1. Zahnärztinnentag der KZV Westfalen-Lippe

Traut Euch!

Die zahnmedizinische Versorgung wird zunehmend in der Hand von Frauen liegen. Zeit, dass sie auch mitreden und mitgestalten – nicht nur in der eigenen Praxis, auch in der Berufspolitik. Munition für den Weg nach oben lieferte die KZV Westfalen-Lippe auf dem 1. Zahnärztinnentag am 11. Mai in Münster.

Insgesamt 38,2 Prozent der Niedergelassenen in der Zahnmedizin sind heute Frauen. Ihr Anteil an allen zahnärztlich Tätigen betrug 2017 – laut Statistischem Jahrbuch der Bundeszahnärztekammer – 45,1 Prozent, das sind 8,8 Prozentpunkte mehr als im Jahr 2000. Zu sehen oder zu hören sind sie oftmals aber nicht.

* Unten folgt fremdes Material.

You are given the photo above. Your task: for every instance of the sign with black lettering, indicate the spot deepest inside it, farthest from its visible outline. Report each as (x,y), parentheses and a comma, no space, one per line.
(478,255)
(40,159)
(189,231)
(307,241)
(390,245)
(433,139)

Dass das anders werden muss, findet nicht nur Moderatorin Dr. Stefanie Marxkors, niedergelassene Kieferorthopädin in Werne, aktiv in der Standespolitik und Mutter von zwei Kindern im Alter von 15 und 18. Immer wieder erkundige man sich bei ihr, wie sie es schaffe, sich neben Familie und Praxis noch in der Selbstverwaltung zu engagieren – „Komisch, mein Mann wird das nie gefragt!“, bemerkte Marxkors und hält fest: „Uns geht es darum, die sehr gut ausgebildeten Zahnärztinnen zu halten – und zu Chefinnen zu machen!“

Eine Veranstaltung von Frauen für Frauen

Dass die Männer an diesem Tag im Hintergrund stehen, stellte der KZV-Vorsitzende Dr. Holger Seib klar. „Dies ist eine Veranstaltung von Frauen, für Frauen.“

Die KZV müsse den demografischen Herausforderungen zum Trotz die vertragszahnärztliche Versorgung flächendeckend sichern – und setze hier auch auf die Frauen, die künftig einen höheren Teil an der Versorgung leisten werden. „Die KZV und die Zahnärztinnen müssen darum noch stärker als bisher zusammenwachsen“, forderte Seib. Auch er beklagt, dass Frauen in der Selbstverwaltung noch viel zu wenig sichtbar sind. „Wir sehen, dass es wenig aktive Frauen gibt“, berichtete er. „Deshalb wollen wir als KZV stärker auf die Frauen zugehen. Dabei wollen wir Ihnen keine neuen Verpflichtungen aufbürden, sondern Sie in Ihrem Job unterstützen – diese Pilotveranstaltung soll Möglichkeiten aufzeigen, Anregungen für moderne Arbeitsmodelle liefern und so auch mit den Vorurteilen einer Selbstständigkeit aufräumen.“ 

Der 1. Zahnärztinnentag der KZVWL in Münster...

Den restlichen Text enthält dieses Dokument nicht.